Quello che gli individui del XXI secolo faticano a comprendere è che siamo a un punto critico della storia, il cui esito finale può essere l’estinzione della specie umana sulla terra. «Non si tratta di essere apocalittici, ma di guardare in faccia la realtà», continua l’economista. «L’uomo rappresenta meno dell’un per cento della biomassa, eppure sfrutta il 24 per cento del processo di fotosintesi. In altre parole, stiamo divorando il pianeta, la situazione non è più sostenibile. Due eventi recenti dovrebbero allarmarci. Nel 2008 il petrolio ha raggiunto i 148 dollari al barile, determinando a cascata una crisi dell’agricoltura e un forte rialzo del prezzo del cibo. Qualche mese fa, a Copenaghen, i potenti non sono riusciti a raggiungere un accordo accettabile sulla riduzione delle emissioni di anidride carbonica, nonostante i dati sul surriscaldamento climatico siano ormai incontrovertibili. Se questo è il contesto, e se davvero l’individuo è programmato a cercare esclusivamente il proprio tornaconto, allora siamo spacciati. Se la terra è abitata da 6,8 miliardi di cow-boy, non c’è speranza. Io credo invece che la natura dell’uomo sia empatica e che nell’estensione globale e incondizionata di questa predisposizione risieda l’unica possibilità di salvezza».
 
La proposta di Rifkin prevede che ogni persona, o se si preferisce ogni nucleo familiare, si trasformi in una sorta di piccola centrale che produce e immagazzina energie rinnovabili, dal sole e dal vento, per poi distribuirle agli altri (privati, imprese, enti pubblici), utilizzando una versione tecnologicamente avanzata della Rete di Internet. È ciò che lui chiama «capitalismo distributivo » o «socialismo operativo». Non idee astratte o mere utopie, si badi bene, perché progetti ispirati a esse stanno lentamente prendendo forma all’interno dell’Unione europea, del Comune di Roma e della Regione Sicilia (di cui Rifkin è consulente), sulla spinta di riforme edilizie di grande portata.

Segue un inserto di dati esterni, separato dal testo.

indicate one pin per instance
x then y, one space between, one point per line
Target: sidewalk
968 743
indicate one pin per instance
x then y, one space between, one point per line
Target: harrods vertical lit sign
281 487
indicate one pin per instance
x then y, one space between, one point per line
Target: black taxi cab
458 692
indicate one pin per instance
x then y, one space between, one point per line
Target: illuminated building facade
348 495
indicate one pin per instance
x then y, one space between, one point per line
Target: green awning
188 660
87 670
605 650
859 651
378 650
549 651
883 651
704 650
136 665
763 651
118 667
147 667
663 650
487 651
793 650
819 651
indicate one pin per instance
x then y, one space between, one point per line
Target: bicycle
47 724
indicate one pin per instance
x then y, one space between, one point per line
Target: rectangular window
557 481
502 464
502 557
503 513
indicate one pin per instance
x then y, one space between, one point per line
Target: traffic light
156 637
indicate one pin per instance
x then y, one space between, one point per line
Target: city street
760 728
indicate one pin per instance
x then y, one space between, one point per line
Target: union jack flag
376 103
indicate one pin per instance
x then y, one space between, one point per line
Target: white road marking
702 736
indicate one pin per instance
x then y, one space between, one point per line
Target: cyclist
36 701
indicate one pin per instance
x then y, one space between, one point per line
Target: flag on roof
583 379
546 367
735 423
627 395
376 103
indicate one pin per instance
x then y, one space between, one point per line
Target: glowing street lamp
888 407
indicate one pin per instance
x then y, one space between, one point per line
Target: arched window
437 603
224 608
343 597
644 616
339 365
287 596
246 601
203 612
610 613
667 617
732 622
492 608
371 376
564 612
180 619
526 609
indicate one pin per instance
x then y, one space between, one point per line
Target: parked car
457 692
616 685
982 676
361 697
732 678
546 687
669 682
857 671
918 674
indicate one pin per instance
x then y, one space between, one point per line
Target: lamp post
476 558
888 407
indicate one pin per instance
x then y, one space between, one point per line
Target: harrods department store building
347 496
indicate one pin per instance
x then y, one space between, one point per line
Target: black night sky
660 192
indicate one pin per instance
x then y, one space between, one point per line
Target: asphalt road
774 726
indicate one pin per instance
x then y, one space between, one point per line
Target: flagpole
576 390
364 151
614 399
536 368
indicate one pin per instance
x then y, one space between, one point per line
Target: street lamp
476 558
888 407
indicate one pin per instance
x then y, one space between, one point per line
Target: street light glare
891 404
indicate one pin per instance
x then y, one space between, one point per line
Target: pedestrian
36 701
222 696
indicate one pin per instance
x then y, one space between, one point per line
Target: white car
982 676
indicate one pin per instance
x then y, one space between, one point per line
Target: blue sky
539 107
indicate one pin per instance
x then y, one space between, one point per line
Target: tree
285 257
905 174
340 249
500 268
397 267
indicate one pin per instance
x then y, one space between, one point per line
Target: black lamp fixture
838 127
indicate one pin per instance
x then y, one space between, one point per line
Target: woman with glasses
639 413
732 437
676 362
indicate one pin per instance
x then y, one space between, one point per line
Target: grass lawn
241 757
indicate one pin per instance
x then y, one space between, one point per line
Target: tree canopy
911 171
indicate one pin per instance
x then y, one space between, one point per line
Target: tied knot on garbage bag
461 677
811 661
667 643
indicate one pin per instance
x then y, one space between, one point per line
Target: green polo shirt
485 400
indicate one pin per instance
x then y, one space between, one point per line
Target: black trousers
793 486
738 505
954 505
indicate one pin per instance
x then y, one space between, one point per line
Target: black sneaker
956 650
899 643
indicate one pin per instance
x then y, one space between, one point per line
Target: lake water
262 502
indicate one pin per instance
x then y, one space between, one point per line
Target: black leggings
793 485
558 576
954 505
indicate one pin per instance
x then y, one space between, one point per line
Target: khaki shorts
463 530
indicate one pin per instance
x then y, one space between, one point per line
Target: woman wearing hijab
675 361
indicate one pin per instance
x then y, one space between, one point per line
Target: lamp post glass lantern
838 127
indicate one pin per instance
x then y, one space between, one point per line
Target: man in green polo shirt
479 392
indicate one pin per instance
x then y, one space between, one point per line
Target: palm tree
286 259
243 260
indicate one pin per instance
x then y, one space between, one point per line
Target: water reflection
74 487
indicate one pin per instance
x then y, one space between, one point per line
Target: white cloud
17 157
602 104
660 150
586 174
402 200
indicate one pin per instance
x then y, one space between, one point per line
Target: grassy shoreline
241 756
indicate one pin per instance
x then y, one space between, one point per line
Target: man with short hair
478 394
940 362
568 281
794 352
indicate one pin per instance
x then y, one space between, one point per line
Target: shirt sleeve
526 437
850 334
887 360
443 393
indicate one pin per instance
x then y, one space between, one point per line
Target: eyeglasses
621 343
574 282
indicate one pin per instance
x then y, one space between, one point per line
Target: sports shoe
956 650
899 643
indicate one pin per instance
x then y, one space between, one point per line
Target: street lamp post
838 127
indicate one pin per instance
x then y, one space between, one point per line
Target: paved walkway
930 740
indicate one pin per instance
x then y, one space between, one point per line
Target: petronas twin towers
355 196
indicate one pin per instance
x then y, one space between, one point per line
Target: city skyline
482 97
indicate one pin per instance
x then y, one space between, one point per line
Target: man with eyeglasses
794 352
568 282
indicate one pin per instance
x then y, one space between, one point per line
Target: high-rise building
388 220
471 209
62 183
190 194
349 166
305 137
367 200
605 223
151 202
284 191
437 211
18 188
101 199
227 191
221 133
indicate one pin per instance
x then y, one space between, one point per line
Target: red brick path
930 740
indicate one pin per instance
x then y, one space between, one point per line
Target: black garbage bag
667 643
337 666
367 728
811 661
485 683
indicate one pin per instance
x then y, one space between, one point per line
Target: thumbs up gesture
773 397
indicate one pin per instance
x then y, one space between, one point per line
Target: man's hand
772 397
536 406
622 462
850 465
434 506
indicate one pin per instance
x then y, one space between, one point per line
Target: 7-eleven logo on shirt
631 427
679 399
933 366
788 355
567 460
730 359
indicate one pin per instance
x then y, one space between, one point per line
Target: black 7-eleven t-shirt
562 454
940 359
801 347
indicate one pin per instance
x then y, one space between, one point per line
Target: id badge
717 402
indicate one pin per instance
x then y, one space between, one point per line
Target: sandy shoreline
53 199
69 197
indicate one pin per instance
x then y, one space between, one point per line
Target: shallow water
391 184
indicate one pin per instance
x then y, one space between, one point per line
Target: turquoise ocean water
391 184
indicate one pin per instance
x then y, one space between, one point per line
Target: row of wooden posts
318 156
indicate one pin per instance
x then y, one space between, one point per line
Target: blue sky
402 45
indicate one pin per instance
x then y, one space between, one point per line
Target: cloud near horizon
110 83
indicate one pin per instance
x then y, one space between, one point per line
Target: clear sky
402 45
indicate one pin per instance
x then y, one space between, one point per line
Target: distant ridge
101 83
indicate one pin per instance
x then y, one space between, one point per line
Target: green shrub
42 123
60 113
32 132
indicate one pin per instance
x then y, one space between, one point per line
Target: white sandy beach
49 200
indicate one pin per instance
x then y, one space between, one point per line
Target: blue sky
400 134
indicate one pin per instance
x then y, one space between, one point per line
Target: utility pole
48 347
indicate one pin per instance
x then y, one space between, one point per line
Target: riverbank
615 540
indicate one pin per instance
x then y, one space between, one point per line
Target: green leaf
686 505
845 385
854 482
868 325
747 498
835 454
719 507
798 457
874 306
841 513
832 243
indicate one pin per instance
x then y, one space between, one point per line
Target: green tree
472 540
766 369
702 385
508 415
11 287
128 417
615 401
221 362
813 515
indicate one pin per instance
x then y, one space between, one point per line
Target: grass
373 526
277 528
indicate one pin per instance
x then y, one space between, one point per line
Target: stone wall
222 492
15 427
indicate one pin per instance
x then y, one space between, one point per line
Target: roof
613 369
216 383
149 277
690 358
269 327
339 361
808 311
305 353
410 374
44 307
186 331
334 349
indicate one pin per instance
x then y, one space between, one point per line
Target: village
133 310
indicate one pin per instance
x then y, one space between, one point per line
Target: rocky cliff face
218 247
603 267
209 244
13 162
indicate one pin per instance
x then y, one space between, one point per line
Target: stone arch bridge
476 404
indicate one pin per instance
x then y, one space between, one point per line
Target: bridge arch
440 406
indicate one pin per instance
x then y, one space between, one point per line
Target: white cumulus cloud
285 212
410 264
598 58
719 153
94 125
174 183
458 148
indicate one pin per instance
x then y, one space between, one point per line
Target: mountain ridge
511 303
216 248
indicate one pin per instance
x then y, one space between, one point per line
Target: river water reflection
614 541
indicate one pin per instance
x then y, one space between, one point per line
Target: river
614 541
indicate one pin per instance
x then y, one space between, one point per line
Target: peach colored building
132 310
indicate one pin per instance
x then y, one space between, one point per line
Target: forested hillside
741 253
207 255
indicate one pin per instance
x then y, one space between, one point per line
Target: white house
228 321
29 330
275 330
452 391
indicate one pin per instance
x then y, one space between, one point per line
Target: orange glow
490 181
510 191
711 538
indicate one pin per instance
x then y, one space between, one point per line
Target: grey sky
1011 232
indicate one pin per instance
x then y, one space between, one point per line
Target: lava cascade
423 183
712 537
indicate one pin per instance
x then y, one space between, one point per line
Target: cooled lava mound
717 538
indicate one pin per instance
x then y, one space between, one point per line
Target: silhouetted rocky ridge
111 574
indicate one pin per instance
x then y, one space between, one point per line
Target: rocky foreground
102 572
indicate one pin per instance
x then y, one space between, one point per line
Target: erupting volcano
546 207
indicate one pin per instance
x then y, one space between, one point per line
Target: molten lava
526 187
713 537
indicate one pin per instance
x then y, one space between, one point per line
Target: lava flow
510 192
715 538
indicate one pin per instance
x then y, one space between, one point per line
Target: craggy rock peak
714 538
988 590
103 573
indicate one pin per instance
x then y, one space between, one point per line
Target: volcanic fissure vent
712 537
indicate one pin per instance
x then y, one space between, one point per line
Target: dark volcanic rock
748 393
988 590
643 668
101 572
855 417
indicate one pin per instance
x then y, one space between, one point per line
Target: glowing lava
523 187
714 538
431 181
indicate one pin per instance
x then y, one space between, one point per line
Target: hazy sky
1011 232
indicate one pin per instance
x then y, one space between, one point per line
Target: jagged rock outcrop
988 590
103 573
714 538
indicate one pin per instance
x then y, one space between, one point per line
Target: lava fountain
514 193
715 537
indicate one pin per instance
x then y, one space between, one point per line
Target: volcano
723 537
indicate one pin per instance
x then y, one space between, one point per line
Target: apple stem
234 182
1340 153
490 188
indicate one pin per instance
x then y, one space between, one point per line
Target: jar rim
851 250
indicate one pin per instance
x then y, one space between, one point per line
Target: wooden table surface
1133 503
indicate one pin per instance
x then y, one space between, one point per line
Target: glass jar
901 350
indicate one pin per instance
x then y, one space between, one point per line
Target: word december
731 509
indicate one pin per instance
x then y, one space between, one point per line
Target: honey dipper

Un’autentica rivoluzione, per una volta non cruenta, bensì collaborativa; non imposta dall’alto, ma “fondata sul basso”, cioè sul coinvolgimento (empatico) di tutta l’umanità.
 
Molti altri temi di La civiltà dell’empatia meriterebbero di essere approfonditi, ma li rimandiamo alla lettura di ciascuno. Qui ci preme non lasciare inosservato un aspetto per noi cruciale. Affermare che l’uomo è, nella sua essenza più vera, empatico, cioè buono e incline all’amore verso il prossimo; che la coscienza della propria vulnerabilità e mortalità, nonché l’esperienza del dolore, affinano tale natura originaria; e che l’umanità si salverà dal disastro ambientale solo stringendo un’alleanza planetaria fra tutti gli esseri viventi (nessuno escluso), fino a formare una famiglia universale (parole di Rifkin), ha delle implicazioni spirituali e persino teologiche di grande significato.